Question

How to find the standard matrix for a rotation that has the same effect as the reflection H_(pi/3) followed by H_(pi/6) if they are standard matrices for the reflections of R^2 about lines through the origin making angles with positive x axis?

Answer 1

I used the form [cos2theta sin2theta; sin2thea -cos2theta]

Answer 2

and I thought you just need to sub in 60 and 30 degrees into it and then multiply them out?

Answer 3

That sounds correct.
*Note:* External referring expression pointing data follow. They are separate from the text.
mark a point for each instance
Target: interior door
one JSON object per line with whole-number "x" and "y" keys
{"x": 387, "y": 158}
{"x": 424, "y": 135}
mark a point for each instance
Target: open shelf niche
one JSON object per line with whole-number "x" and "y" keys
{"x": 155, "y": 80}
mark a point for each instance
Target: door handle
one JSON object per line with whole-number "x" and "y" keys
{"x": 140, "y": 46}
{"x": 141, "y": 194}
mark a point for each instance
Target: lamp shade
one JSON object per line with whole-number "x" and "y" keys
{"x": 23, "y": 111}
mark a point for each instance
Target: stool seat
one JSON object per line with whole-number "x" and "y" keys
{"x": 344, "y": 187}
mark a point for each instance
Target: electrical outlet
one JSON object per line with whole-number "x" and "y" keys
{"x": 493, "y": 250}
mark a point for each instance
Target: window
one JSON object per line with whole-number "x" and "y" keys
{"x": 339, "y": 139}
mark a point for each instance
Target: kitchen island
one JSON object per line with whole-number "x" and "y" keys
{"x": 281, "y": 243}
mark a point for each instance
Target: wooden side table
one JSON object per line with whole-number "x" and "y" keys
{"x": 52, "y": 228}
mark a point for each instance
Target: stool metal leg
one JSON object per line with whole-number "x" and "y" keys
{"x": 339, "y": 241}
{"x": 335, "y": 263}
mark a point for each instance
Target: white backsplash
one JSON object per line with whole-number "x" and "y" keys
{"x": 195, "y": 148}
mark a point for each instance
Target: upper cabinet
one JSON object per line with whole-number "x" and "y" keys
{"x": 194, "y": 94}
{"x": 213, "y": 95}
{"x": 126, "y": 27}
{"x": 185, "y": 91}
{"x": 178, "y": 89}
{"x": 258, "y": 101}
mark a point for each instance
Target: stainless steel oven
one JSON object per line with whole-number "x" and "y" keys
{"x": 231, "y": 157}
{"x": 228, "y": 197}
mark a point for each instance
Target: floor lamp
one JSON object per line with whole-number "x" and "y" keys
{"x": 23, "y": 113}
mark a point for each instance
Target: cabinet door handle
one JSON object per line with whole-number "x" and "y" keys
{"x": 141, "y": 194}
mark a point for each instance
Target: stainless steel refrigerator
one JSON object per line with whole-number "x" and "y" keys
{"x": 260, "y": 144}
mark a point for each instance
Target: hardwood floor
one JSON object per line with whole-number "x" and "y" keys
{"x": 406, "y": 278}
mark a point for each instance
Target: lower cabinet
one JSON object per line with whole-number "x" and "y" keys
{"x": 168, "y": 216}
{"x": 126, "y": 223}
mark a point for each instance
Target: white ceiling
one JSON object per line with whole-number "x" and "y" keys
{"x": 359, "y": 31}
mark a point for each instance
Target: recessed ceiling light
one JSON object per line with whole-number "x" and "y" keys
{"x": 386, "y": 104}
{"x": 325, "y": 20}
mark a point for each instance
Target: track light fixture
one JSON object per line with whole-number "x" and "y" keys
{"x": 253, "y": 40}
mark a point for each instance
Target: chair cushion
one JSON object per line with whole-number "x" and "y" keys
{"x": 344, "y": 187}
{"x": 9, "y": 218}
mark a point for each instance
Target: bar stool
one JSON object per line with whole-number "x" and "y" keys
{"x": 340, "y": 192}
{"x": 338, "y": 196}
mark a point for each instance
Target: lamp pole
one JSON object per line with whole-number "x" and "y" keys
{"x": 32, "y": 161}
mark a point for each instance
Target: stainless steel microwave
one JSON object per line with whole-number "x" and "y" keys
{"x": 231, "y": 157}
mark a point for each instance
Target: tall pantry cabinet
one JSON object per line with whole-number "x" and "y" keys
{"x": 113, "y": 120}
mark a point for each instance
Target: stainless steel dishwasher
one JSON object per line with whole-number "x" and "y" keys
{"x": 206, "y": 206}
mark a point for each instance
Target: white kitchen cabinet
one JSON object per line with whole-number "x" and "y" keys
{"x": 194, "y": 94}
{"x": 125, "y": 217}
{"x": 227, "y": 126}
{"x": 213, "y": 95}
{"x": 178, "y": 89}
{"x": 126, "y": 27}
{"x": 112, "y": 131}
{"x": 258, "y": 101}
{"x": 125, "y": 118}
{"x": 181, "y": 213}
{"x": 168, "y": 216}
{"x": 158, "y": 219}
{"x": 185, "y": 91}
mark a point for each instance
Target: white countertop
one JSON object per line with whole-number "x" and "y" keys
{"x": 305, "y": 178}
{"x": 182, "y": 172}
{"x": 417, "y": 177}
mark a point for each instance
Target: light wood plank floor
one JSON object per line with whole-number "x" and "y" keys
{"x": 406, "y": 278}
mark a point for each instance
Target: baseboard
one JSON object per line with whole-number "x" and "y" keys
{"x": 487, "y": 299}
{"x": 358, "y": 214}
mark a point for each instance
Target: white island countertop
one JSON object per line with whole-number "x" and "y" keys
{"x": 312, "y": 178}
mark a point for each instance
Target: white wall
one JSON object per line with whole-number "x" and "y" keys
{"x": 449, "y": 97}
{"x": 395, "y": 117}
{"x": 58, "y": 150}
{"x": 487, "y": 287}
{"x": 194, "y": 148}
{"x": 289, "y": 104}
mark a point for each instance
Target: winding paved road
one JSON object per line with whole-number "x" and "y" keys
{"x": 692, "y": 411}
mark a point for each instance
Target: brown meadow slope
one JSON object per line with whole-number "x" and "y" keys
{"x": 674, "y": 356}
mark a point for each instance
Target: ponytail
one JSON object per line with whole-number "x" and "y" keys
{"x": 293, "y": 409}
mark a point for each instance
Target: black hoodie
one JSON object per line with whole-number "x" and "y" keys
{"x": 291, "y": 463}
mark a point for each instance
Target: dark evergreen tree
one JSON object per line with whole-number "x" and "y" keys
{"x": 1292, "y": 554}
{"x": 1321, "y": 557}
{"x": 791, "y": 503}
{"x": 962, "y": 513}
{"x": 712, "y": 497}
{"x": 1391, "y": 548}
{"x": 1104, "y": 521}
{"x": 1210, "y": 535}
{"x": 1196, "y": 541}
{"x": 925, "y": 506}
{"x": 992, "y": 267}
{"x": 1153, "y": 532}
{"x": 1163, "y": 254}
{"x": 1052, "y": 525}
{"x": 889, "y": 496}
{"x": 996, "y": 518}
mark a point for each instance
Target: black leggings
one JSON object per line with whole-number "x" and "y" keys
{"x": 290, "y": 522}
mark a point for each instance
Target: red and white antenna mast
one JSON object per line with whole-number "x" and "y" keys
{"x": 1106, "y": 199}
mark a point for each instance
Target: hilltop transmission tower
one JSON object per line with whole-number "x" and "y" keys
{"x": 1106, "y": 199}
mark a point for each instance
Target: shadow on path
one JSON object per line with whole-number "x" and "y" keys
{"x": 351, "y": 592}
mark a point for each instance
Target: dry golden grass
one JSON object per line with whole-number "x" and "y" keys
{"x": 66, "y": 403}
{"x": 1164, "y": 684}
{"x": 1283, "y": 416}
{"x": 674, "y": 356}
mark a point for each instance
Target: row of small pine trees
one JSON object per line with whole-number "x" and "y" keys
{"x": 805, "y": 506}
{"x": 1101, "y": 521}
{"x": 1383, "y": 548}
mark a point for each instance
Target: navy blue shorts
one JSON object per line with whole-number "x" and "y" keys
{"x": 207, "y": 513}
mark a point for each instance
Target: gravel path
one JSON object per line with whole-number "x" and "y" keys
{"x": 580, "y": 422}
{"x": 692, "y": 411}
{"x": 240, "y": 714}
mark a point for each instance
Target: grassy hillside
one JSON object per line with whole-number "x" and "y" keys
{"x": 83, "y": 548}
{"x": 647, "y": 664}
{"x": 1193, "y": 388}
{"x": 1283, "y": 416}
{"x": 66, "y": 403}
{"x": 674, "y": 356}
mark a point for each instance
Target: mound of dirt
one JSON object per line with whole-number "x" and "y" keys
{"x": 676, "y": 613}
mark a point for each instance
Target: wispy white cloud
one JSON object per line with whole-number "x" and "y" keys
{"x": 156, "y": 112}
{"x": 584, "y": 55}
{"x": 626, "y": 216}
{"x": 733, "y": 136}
Im a little lost on your notation though.
What does
\[H_\theta\]
stand for?

Answer 4

i know its going to be something completely obvious lol >.<

Answer 5

It reflects a vector x about a line through the origin that makes an angle theta with the positive x axis

Answer 6

so standard matrix for reflection is denoted as H_theta in my text

Answer 7

ah, gotcha, alright let me think about this for one sec....

Answer 8

okay well I keep getting it wrong and I tried [cos 60 sin 60; sin 60 -cos60]*[cos 120 sin 120; sin 120 -cos120]

Answer 9

a book i have has the reflection matrix as:

2c^2 - 1 2cs
2cs 2s^2-1
Where c is cos, and s is sin.

Answer 10

Well in my book it states H_theta x = [cos 2theta sin 2theta; sin2theta -cos2theta][x;y]

Answer 11

what does the s stand for?

Answer 12

oh hahaha never just saw it

Answer 13

ima scan the section in my book, one sec.

Answer 14

Oh snap I got it

Answer 15

hm that's strange but yeah mine only works for things in R^2

Answer 16

thanks for your help regardless btw do you know much about elementary matrices?

Answer 17

what did you get as a final answer? im doing it with the formula in my book just to see how this works.

Answer 18

and yes i know a smidge about Elementary Matrices.

Answer 19

[0.5 sqrt(3)/2; -sqrt(3)/2 0.5]

Answer 20

Do you know how to find the product of elementary matrices like [0 -2; 4 0]? I can't seem to get them

Answer 21

would you row reduce and record each step

Answer 22

cool our fomulas both work

Answer 23

which each row operation, you create the elementary matrix that corresponds to it. The elem. matrix is like a record of what youve done. i dont know if there's a fast way to find the product of elem. matrices though. Do you have an example you would like to work out?

Answer 24

[0 -2; 4 0]

Answer 25

We are going to row reduce that right?

Answer 26

yeah I just got stuck when you had to switch the rows

Answer 27

so to swap rows, you would multiply that matrix (on the left) by:
0 1
1 0

Answer 28

actually okay I'm just lost in general actually can you do [3 4; 2 1]

Answer 29

[3 4; 1 2]** my bad

Answer 30

sure, i'll do it on paper though, one sec >.<

Answer 31

in that product notation in the last pic, it should be:
\[\prod_{i=1}^{4}E_{5-i}\]

Answer 32

what's that symbol??

Answer 33

See I'm so lost b/c how'd you know that the -1/2 for E_3 would go there if you -1/2R to the second row how'd you know it doesn't go to the bottom left spot

Answer 34

its like the summation, but product instead.
\[\prod_{i=1}^{4}E_{5-i} = E_{5-1}*E_{5-2}*E_{5-3}*E_{5-4} = E_4*E_3*E_2*E_1\]

Answer 35

If i had put it in the bottom left spot, it would effect the first row and not the second. If the bottom row of my elem matrix had been [-1/2, 1], thats me saying " i want negative 1/2 of the first row plus the second row"

Answer 36

i only want to divide the second row by 2, so the elementary matrix has to be:
1 0
0 -1/2
This is saying , "I dont want any of the first row, and multiply the second row by -1/2

Answer 37

oh okay so you'd put it with the row you're multiplying it with and the column you want it to be affected by?

Answer 38

yes. Theres a good lecture online if you want more info on it, let me see if i can find it...

Answer 39

http://ocw.mit.edu/courses/mathematics/18-06-linear-algebra-spring-2010/video-lectures/lecture-2-elimination-with-matrices/

Answer 40

skip to about 24:30

Answer 41

oh okay thanks for all your help!! wish I could give you more medals I'll check the link out

Answer 42

no prob :) it was an interesting problem!